A MAJOR report says new homes are urgently needed to keep rural communities alive.
“Tackling the Housing Crisis in England”, which has been published by the Country Land and Business Association (CLA), has a raft of recommendations.
The Government estimates that at least 230,000 new homes a year will be needed to satisfy demand to 2020.
Dorothy Fairburn, CLA North regional director, said: “New homes are urgently needed to keep communities in the countryside alive.
“Without this housing, we will lose the young people and services needed to keep rural areas economically viable.
“More retirement homes are also needed in rural areas so older people can pass on farm holdings to the next generation.”
The report highlights a successful Northern Ireland policy which allows one new home to be built for retirement purposes within a single farm holding.
Both measures would help ease the tenancy logjam which is hampering the future of farming.

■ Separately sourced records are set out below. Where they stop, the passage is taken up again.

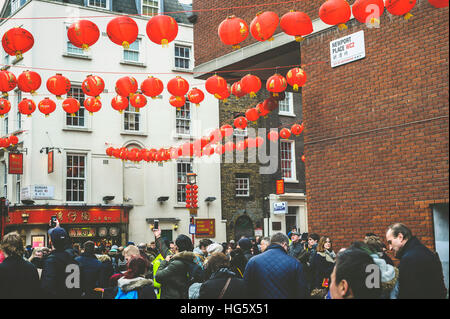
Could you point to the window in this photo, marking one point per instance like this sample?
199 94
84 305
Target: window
78 119
76 178
183 167
149 8
286 106
98 3
183 119
19 115
18 180
242 186
132 53
182 57
287 160
131 119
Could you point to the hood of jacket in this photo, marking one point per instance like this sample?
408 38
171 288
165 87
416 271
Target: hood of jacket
127 285
184 256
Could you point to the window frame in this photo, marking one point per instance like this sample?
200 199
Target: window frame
183 191
247 181
142 9
290 103
85 178
293 178
175 57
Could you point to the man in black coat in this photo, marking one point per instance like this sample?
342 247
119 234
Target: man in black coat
60 277
420 270
19 279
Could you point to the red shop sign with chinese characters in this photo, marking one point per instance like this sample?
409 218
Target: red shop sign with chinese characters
15 163
205 228
69 216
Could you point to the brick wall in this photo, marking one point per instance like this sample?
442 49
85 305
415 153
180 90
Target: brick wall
376 137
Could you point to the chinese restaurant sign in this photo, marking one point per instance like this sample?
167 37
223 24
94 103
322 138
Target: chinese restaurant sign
15 163
69 216
205 228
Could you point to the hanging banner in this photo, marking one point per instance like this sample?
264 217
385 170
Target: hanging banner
15 163
50 162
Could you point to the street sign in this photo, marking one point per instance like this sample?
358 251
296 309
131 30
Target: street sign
347 49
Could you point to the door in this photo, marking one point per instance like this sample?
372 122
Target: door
440 219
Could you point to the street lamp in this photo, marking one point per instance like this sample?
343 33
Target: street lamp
192 178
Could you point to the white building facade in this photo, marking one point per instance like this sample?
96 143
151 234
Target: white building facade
96 196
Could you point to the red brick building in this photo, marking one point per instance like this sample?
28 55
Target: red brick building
376 138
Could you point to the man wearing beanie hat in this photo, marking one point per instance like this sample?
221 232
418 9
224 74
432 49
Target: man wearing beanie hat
55 270
177 272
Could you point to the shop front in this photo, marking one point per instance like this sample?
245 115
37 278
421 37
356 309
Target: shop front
103 225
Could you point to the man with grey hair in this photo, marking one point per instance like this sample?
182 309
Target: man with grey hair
265 242
421 275
274 274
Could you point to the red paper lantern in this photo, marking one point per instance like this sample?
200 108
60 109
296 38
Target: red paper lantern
93 85
276 84
7 82
252 114
439 3
297 24
236 90
92 105
27 107
220 149
71 105
368 11
264 25
126 86
138 101
215 84
5 107
240 122
17 41
29 81
226 130
152 87
233 31
162 29
58 85
285 133
47 106
273 136
296 77
400 7
196 96
177 101
122 31
230 147
178 86
83 34
335 12
250 84
259 141
297 129
119 103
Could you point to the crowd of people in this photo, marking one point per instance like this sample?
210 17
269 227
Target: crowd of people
284 266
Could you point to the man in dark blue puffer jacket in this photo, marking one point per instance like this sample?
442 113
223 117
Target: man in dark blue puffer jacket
274 274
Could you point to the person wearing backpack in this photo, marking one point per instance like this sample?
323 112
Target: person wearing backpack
60 268
133 285
177 272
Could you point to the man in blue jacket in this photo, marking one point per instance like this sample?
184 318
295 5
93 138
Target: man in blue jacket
420 270
275 274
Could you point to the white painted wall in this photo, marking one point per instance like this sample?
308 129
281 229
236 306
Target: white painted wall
143 185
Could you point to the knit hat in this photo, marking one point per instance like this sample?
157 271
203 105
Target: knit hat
214 248
245 243
184 243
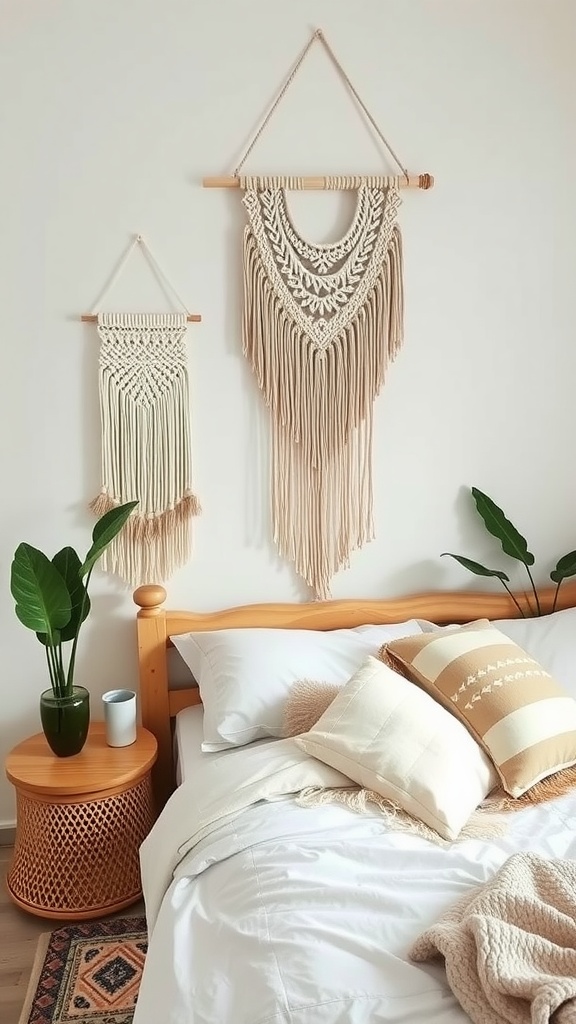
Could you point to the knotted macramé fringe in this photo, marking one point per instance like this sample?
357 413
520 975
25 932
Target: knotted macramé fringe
488 821
321 403
484 823
145 413
150 547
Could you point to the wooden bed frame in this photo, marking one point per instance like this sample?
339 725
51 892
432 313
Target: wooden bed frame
156 626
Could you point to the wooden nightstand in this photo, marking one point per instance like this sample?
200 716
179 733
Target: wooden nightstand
80 823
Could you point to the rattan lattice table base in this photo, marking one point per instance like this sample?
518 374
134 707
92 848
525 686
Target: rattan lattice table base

The report also wants:
- Changes to the tax regime which is currently seen as a block to new housing, particularly in the let sector
- Private landowners encouraged to build affordable homes by broadening the type of provider accepted by councils
- Recognition that landowners could pool their resources to speed up the creation of garden cities
- Better and consistent advice from planning authorities
- Exemption from Council Tax for vacant older buildings being brought up to minimum energy performance standards.
The report says well designed new housing should not be stopped by “spurious” conservation area status.
It suggests welfare reforms to extend the range of housing, including that where rural locations have a lack of one and two bedroom accommodation neither landlord nor tenant should be penalised through the bedroom tax.
On Energy Performance Certificates (EPCs), it says the current rating is designed for modern properties and is not suited to traditional properties without cavity walls.
Solid wall insulation should be excluded as a “Green Deal Measure” until appropriate technologies are developed for traditional properties.
Miss Fairburn said: “Our recommendations reflect a vision where you no longer have to live in an urban location to work effectively.
“In conjunction with improvements to transport policy and rural broadband delivery, our proposals will help to level development land values across the country.”
Alnwick-based landowner Mark Bridgeman chairs the CLA’s national housing working group and was closely involved in the development of the new policy document.
He said: “How the Government delivers housing supply is crucial to a range of inter-connected issues including the north-south divide, an ageing population and an economy that is still recovering from the global financial crisis.”